Phone: ( 773 ) 769-4451; $35
Runs through: open run
What was originally announced as Black Ensemble Theater’s “Season of Women” is now in its SECOND season because, as artistic director Jackie Taylor marveled, “you all won’t let us close these shows!”. If the opening-night response to its latest biodrama is any indication, another one can unpack its bags and settle in for a long stay.
As recounted in Ebony Joy’s elegant script ( clocking in at a sleek two hours with one intermission ) , Simone’s story was not your run-of-the-mill diva’s CV. For one, Eunice Kathleen Waymon was recognized early as a prodigy, studying piano at Julliard with the financial assistance of a ( white ) benefactor, but barred from admission to the Curtis Conservatory. For another, her mother, an ordained Methodist minister, disapproved of secular music—the impetus behind the daughter taking a stage name for her career as a jazz musician—while her FATHER encouraged her to find her own voice. And later, after she made clear that she would not tolerate a single episode of drunken abuse, her roistering husband-to-be vowed to change his ways—and DID.
But it’s not just these deviations from stereotype that distinguished Nina Simone from the sex kittens and hot mamas dominating popular entertainment in the 1950s.
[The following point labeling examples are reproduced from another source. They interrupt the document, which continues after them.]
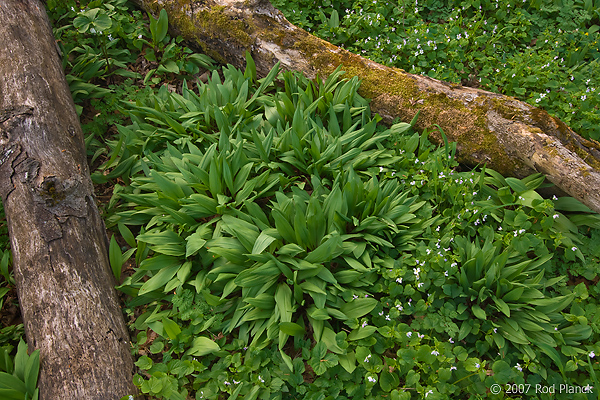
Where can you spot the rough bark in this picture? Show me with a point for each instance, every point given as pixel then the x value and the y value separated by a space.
pixel 508 135
pixel 66 289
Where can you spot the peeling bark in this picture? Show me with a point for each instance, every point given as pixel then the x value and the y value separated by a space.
pixel 508 135
pixel 60 250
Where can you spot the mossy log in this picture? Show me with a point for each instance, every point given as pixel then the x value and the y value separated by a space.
pixel 501 132
pixel 58 241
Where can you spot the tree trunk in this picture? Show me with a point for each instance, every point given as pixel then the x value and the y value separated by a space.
pixel 508 135
pixel 64 282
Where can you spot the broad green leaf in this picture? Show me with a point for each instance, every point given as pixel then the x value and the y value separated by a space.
pixel 516 185
pixel 330 249
pixel 202 346
pixel 116 258
pixel 171 328
pixel 291 328
pixel 262 242
pixel 348 361
pixel 127 235
pixel 502 306
pixel 362 332
pixel 162 26
pixel 159 280
pixel 359 307
pixel 478 312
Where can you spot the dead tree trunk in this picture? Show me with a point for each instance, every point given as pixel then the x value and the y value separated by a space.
pixel 65 286
pixel 508 135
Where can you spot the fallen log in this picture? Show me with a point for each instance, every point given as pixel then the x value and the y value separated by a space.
pixel 508 135
pixel 64 282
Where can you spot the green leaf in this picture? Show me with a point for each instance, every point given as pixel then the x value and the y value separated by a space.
pixel 570 204
pixel 171 328
pixel 116 258
pixel 291 328
pixel 553 354
pixel 162 26
pixel 358 307
pixel 159 280
pixel 202 346
pixel 194 243
pixel 348 361
pixel 127 235
pixel 326 251
pixel 502 306
pixel 503 373
pixel 362 332
pixel 245 232
pixel 262 242
pixel 478 312
pixel 516 185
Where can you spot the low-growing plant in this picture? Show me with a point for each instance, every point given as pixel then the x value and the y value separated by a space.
pixel 290 227
pixel 543 52
pixel 18 378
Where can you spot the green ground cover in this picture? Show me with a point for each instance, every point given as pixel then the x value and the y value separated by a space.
pixel 273 240
pixel 543 52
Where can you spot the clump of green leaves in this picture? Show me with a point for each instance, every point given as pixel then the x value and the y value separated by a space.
pixel 301 249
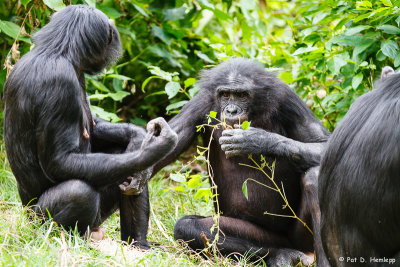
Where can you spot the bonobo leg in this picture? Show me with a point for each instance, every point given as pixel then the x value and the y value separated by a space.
pixel 134 212
pixel 70 203
pixel 239 236
pixel 134 209
pixel 310 189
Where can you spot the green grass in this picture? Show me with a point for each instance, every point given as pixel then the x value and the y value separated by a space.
pixel 26 242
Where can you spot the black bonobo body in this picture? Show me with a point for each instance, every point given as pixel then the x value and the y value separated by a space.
pixel 282 128
pixel 67 162
pixel 360 179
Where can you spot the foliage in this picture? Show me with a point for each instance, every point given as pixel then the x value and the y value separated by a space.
pixel 329 51
pixel 340 48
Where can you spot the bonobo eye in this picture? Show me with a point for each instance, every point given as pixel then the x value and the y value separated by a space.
pixel 224 94
pixel 242 95
pixel 110 34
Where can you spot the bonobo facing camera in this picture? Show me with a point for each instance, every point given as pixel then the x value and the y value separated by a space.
pixel 282 128
pixel 67 162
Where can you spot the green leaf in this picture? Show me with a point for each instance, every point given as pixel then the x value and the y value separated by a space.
pixel 141 8
pixel 25 2
pixel 362 46
pixel 387 3
pixel 160 73
pixel 397 60
pixel 389 48
pixel 177 177
pixel 286 76
pixel 337 62
pixel 172 88
pixel 189 82
pixel 245 125
pixel 355 30
pixel 118 96
pixel 221 14
pixel 179 188
pixel 147 81
pixel 194 182
pixel 206 4
pixel 100 86
pixel 176 105
pixel 91 3
pixel 203 193
pixel 356 81
pixel 12 30
pixel 109 11
pixel 160 33
pixel 194 91
pixel 389 29
pixel 57 5
pixel 303 50
pixel 101 113
pixel 244 190
pixel 204 57
pixel 174 13
pixel 119 77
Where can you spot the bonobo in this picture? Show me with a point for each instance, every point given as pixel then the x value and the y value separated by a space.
pixel 358 192
pixel 66 162
pixel 283 128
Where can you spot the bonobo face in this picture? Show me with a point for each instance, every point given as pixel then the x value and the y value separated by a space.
pixel 234 104
pixel 114 49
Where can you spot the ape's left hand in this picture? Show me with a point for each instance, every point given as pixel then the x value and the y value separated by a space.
pixel 251 141
pixel 135 184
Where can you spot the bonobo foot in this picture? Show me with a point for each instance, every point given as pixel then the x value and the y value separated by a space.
pixel 287 257
pixel 95 234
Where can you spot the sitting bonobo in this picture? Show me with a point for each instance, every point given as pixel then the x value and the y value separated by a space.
pixel 282 128
pixel 66 162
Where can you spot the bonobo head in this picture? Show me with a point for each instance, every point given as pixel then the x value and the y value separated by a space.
pixel 243 90
pixel 82 34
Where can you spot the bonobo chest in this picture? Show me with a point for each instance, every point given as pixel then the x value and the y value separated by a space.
pixel 87 124
pixel 231 173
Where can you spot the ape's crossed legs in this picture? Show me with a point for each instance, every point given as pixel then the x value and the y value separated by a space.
pixel 246 238
pixel 239 236
pixel 75 202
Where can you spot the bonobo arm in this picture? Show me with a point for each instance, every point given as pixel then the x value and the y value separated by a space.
pixel 184 124
pixel 259 141
pixel 121 133
pixel 303 145
pixel 59 136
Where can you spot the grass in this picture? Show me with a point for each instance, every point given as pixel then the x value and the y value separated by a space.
pixel 25 242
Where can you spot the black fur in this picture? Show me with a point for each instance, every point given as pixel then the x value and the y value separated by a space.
pixel 358 188
pixel 51 135
pixel 283 128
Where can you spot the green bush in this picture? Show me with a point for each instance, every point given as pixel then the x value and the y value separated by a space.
pixel 330 52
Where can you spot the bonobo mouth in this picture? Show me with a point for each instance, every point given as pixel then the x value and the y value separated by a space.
pixel 231 121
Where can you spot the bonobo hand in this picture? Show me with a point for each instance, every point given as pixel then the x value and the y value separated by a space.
pixel 135 184
pixel 251 141
pixel 159 140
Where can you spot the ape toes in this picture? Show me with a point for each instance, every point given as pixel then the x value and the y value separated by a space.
pixel 289 257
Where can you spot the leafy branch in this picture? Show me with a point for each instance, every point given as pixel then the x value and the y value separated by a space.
pixel 275 187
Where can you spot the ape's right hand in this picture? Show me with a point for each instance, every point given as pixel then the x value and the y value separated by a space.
pixel 159 140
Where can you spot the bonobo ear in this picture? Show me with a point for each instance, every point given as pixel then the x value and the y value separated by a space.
pixel 386 71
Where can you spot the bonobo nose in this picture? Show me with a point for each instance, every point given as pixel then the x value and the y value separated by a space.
pixel 231 110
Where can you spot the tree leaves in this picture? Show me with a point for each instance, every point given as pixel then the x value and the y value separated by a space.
pixel 389 29
pixel 172 88
pixel 12 30
pixel 57 5
pixel 389 48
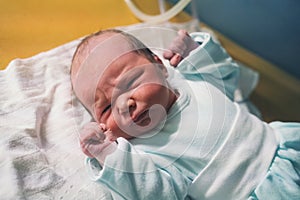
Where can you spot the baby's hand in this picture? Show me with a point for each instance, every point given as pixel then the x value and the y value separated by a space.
pixel 180 48
pixel 94 143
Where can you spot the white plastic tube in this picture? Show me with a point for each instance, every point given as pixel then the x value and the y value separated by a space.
pixel 154 19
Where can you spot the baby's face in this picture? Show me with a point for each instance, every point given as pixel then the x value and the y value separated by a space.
pixel 131 95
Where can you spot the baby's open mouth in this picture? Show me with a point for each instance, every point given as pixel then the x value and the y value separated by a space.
pixel 143 119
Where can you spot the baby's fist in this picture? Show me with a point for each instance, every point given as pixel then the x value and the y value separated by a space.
pixel 93 141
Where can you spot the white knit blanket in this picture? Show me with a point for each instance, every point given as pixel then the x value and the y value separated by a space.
pixel 39 121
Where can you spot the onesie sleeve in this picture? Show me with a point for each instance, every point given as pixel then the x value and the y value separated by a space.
pixel 132 174
pixel 210 62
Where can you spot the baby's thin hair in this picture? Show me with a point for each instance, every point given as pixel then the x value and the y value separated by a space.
pixel 137 46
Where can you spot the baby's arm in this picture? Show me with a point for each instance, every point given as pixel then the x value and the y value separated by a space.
pixel 94 143
pixel 180 48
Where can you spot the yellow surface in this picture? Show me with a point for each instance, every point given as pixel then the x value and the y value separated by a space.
pixel 28 27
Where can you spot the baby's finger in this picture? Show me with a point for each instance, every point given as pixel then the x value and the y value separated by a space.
pixel 175 60
pixel 168 54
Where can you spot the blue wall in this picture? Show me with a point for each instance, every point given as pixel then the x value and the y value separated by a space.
pixel 270 28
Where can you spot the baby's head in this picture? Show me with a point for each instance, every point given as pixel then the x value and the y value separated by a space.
pixel 121 83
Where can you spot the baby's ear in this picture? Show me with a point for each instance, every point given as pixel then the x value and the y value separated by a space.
pixel 161 65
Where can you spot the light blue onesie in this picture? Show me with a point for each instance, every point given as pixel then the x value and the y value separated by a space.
pixel 208 147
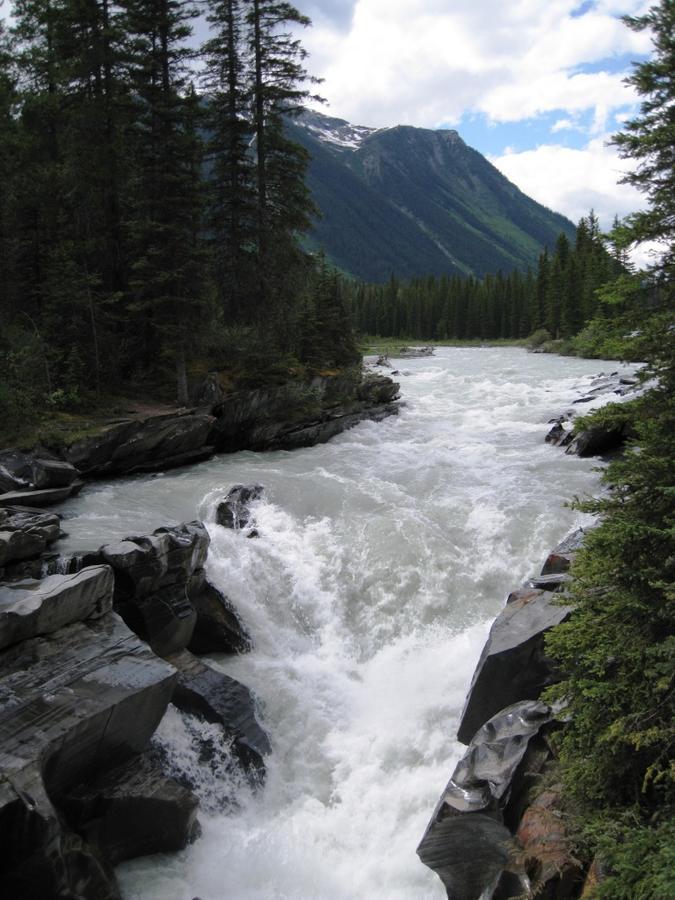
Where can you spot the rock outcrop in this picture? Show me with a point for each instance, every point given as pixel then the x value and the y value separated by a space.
pixel 233 511
pixel 29 608
pixel 133 810
pixel 144 445
pixel 467 842
pixel 204 691
pixel 71 705
pixel 513 665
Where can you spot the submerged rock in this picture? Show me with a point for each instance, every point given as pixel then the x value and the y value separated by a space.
pixel 466 842
pixel 513 665
pixel 204 691
pixel 71 705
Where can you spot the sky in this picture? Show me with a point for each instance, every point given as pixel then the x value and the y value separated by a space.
pixel 537 86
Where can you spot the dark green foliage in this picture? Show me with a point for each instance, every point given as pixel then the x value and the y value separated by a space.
pixel 509 305
pixel 617 652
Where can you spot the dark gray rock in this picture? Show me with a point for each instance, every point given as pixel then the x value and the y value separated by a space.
pixel 561 557
pixel 71 705
pixel 135 809
pixel 204 691
pixel 513 665
pixel 21 471
pixel 413 352
pixel 466 842
pixel 218 628
pixel 378 389
pixel 233 511
pixel 152 573
pixel 39 497
pixel 29 608
pixel 147 444
pixel 597 440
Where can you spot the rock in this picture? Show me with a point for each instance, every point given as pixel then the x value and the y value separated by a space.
pixel 152 573
pixel 71 705
pixel 218 628
pixel 552 582
pixel 513 665
pixel 133 810
pixel 560 559
pixel 466 842
pixel 378 389
pixel 233 511
pixel 21 471
pixel 43 497
pixel 204 691
pixel 596 440
pixel 155 442
pixel 552 870
pixel 29 608
pixel 414 352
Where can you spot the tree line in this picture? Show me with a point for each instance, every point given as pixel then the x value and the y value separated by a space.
pixel 559 297
pixel 151 203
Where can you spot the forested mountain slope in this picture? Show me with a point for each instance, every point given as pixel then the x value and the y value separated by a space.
pixel 411 201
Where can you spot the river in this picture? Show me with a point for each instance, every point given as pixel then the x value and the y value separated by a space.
pixel 382 559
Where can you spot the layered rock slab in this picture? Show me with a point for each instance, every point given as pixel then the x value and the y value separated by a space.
pixel 33 607
pixel 466 842
pixel 71 705
pixel 513 665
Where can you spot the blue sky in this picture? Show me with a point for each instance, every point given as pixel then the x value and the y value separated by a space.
pixel 535 85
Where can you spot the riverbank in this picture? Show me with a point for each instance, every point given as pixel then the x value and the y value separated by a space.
pixel 339 609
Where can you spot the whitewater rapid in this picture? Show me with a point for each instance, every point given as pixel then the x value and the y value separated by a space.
pixel 382 559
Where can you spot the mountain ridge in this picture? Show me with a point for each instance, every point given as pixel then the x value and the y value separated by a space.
pixel 412 201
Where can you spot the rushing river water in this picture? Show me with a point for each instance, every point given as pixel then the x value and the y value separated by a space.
pixel 383 557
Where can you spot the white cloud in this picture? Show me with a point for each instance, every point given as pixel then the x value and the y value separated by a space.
pixel 427 62
pixel 574 181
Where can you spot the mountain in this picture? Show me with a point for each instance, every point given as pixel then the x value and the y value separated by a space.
pixel 411 201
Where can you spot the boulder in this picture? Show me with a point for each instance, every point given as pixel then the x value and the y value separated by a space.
pixel 553 871
pixel 218 628
pixel 204 691
pixel 378 389
pixel 71 705
pixel 152 573
pixel 133 810
pixel 560 558
pixel 466 842
pixel 596 440
pixel 40 497
pixel 233 511
pixel 414 352
pixel 148 444
pixel 32 607
pixel 513 665
pixel 21 471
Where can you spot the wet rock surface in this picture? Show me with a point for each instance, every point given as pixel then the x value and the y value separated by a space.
pixel 204 691
pixel 146 444
pixel 513 665
pixel 133 810
pixel 234 511
pixel 467 842
pixel 218 628
pixel 32 607
pixel 71 705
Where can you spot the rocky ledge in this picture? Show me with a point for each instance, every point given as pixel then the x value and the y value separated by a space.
pixel 91 655
pixel 489 838
pixel 294 414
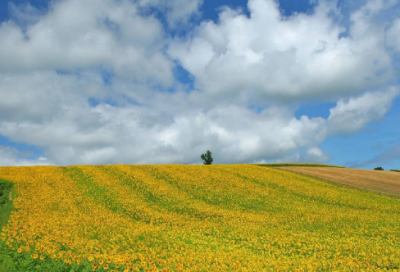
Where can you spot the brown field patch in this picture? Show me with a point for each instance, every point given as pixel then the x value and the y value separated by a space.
pixel 382 182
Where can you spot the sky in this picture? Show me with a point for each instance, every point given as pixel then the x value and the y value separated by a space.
pixel 161 82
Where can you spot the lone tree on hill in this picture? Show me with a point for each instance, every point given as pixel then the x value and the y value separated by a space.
pixel 207 158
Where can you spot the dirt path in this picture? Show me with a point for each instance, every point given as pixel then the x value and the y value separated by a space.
pixel 383 182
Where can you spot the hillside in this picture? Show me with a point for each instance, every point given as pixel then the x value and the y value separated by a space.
pixel 193 218
pixel 381 182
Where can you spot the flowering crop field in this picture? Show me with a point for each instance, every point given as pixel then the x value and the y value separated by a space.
pixel 194 218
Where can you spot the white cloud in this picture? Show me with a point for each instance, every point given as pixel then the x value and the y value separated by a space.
pixel 267 56
pixel 237 63
pixel 177 12
pixel 12 157
pixel 88 34
pixel 350 115
pixel 312 155
pixel 393 35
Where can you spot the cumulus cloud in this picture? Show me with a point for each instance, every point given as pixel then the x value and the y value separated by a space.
pixel 312 155
pixel 176 12
pixel 78 35
pixel 268 56
pixel 13 157
pixel 350 115
pixel 55 64
pixel 393 36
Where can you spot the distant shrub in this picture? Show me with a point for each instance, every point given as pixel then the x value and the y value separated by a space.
pixel 207 158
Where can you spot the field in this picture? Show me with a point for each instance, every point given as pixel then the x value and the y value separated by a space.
pixel 193 218
pixel 381 182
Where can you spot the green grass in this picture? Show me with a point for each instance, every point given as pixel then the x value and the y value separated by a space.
pixel 6 207
pixel 297 164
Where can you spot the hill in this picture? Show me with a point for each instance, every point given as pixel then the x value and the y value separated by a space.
pixel 193 218
pixel 381 182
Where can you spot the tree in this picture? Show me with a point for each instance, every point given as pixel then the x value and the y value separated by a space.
pixel 207 158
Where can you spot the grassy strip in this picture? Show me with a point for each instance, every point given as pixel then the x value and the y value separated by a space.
pixel 11 260
pixel 297 164
pixel 6 207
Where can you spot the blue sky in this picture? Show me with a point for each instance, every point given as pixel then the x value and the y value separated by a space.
pixel 142 82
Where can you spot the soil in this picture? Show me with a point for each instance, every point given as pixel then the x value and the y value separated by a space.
pixel 382 182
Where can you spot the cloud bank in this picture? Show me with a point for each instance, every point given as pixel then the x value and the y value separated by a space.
pixel 96 82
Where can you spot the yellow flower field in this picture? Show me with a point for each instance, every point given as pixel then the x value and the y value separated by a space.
pixel 198 218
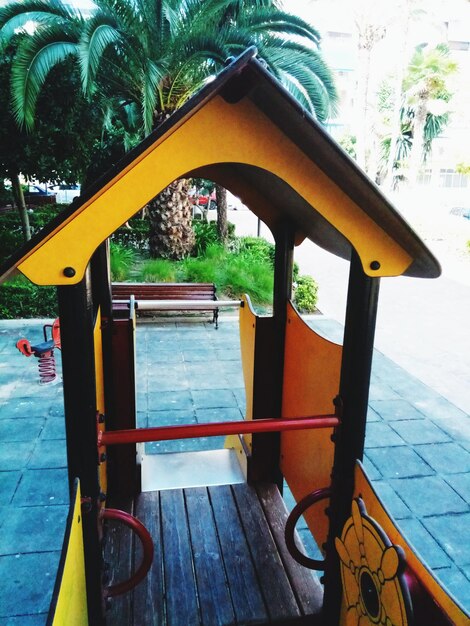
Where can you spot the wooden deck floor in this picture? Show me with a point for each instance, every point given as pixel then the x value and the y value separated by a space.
pixel 220 559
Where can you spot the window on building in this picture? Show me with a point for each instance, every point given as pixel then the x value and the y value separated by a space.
pixel 451 178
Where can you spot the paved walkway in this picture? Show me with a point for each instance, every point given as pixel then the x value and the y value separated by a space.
pixel 417 450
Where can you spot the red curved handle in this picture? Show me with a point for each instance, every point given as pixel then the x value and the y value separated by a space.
pixel 297 511
pixel 147 547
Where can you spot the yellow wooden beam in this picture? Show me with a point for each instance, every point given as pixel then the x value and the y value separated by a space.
pixel 217 133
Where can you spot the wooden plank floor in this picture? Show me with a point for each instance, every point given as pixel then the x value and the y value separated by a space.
pixel 220 559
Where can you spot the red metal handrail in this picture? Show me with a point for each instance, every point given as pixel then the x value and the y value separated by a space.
pixel 147 549
pixel 188 431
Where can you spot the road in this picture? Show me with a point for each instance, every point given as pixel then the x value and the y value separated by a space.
pixel 422 325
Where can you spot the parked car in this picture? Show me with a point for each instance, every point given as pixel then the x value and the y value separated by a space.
pixel 66 193
pixel 461 211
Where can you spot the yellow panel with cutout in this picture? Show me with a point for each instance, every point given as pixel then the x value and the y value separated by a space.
pixel 371 577
pixel 312 367
pixel 69 601
pixel 235 133
pixel 247 347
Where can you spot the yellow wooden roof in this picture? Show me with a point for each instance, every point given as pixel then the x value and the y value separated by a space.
pixel 246 132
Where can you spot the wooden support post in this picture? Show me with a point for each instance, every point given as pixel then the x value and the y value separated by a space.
pixel 352 404
pixel 269 362
pixel 78 366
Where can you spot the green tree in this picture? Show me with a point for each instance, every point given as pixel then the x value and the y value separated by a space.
pixel 59 148
pixel 426 93
pixel 153 55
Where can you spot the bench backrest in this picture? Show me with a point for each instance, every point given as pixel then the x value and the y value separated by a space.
pixel 165 291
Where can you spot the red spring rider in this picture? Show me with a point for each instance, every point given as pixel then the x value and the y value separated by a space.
pixel 44 352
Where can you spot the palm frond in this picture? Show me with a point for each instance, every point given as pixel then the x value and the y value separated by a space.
pixel 274 21
pixel 35 59
pixel 152 75
pixel 15 16
pixel 99 33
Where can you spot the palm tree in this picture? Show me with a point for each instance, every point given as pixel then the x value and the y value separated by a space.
pixel 152 55
pixel 425 89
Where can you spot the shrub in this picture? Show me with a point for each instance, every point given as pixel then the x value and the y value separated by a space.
pixel 11 233
pixel 135 237
pixel 21 299
pixel 122 260
pixel 306 294
pixel 243 274
pixel 157 271
pixel 257 248
pixel 205 234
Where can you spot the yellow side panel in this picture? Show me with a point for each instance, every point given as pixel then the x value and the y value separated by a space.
pixel 311 381
pixel 235 133
pixel 376 510
pixel 99 378
pixel 71 605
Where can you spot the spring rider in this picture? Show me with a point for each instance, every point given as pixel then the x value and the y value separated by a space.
pixel 44 352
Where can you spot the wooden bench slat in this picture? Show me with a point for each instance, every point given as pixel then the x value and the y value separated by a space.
pixel 181 591
pixel 214 597
pixel 166 291
pixel 306 586
pixel 244 587
pixel 149 607
pixel 275 585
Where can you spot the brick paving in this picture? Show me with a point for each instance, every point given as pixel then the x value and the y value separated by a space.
pixel 417 450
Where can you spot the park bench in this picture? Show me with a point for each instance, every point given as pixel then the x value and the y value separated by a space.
pixel 177 296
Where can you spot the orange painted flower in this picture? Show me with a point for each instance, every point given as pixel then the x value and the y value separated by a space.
pixel 374 588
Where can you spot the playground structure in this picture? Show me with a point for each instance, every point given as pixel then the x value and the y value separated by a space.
pixel 44 352
pixel 306 397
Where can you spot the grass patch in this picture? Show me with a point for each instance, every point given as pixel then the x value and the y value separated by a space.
pixel 233 272
pixel 19 298
pixel 158 271
pixel 122 260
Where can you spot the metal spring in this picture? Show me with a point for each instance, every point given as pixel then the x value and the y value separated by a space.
pixel 47 369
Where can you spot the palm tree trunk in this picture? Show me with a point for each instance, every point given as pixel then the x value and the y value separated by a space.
pixel 222 228
pixel 417 147
pixel 401 48
pixel 171 232
pixel 20 205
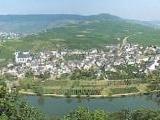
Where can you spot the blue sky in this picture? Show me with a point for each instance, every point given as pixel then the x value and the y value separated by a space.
pixel 132 9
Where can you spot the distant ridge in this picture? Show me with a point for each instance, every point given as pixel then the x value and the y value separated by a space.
pixel 36 23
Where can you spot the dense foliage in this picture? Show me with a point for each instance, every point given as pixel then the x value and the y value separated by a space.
pixel 13 108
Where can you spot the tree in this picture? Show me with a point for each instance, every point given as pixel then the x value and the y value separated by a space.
pixel 12 107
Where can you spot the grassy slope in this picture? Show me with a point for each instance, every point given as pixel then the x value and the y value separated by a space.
pixel 90 33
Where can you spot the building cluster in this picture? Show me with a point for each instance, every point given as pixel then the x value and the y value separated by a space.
pixel 57 63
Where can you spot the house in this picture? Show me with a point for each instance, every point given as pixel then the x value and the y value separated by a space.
pixel 22 57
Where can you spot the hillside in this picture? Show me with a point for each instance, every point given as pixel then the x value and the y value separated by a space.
pixel 27 24
pixel 83 32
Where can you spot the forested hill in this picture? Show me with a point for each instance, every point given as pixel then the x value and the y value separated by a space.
pixel 27 24
pixel 77 32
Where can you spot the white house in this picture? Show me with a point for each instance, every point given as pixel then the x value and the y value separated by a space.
pixel 22 57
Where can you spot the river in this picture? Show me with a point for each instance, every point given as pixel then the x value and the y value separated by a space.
pixel 53 106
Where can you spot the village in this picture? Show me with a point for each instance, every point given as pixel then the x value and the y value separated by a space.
pixel 57 63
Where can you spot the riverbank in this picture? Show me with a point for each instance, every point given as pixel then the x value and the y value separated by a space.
pixel 90 96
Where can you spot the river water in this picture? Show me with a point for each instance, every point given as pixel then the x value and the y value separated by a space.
pixel 53 106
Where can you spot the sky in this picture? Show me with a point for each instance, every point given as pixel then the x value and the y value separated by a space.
pixel 130 9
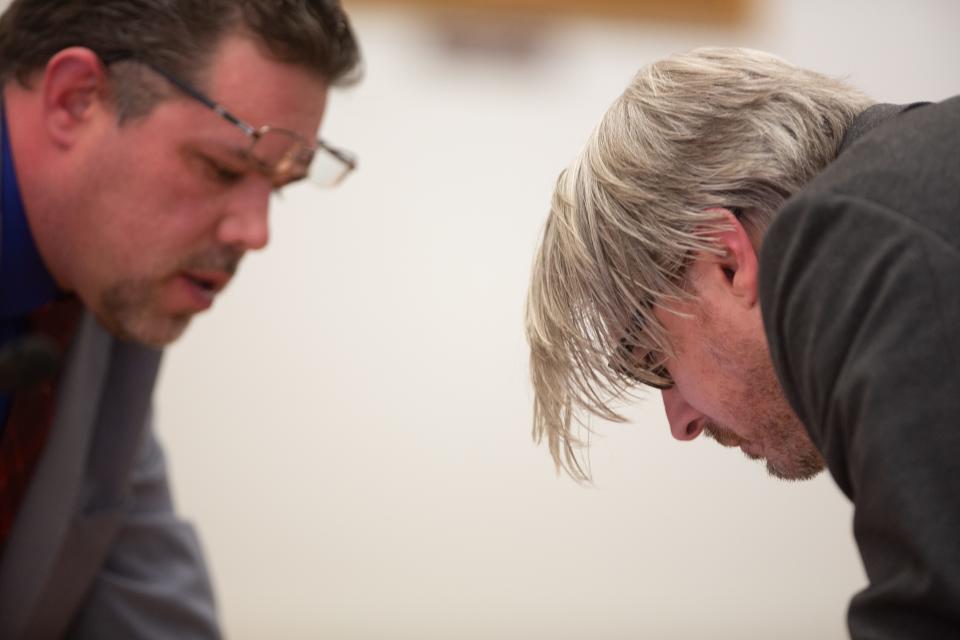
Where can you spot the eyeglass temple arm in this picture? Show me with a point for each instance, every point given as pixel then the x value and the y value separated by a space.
pixel 119 56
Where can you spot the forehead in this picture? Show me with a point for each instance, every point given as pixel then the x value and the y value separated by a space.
pixel 252 85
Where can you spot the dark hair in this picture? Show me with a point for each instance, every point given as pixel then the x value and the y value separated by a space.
pixel 178 36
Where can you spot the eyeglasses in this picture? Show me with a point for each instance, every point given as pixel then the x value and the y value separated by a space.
pixel 282 155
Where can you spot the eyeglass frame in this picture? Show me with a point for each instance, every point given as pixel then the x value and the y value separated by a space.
pixel 347 159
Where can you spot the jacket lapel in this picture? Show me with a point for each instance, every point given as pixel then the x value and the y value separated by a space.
pixel 53 496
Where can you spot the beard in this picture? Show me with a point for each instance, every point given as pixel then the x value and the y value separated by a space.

To be sure, during the course of the show, she sings hip-wigglers ( “My Chauffeur” ) , torchers ( “Tell Me More” ) , gospel hymns ( “Go Where I Send You” ) and rip-snorter blues ( “I Put A Spell On You” ) . But her legacy lies in the songs she wrote after becoming radicalized by Lorraine Hansberry ( along with Langston Hughes and James Baldwin, here portrayed as a pair of smug egoists ) —most notably the angry “Mississippi Goddam,” with its deceptively Broadway beat. ( “This is a show tune,” she confides to her audience, “but the show hasn’t been written yet.” )
“If there was one thing the ‘60s taught me, it was self-respect!” Though Simone died in 2003, so wholly does Yahdina U’deen ( formerly performing as Phyliss Overstreet ) immerse herself in her persona, her rolling contralto enhanced by Jimmy Tillman’s orchestra ( especially by stunt-double pianist Derrick Bounds ) and an ensemble performing Ruben D. Echoles’s expressive dances, you’d think it was the High Priestess herself speaking.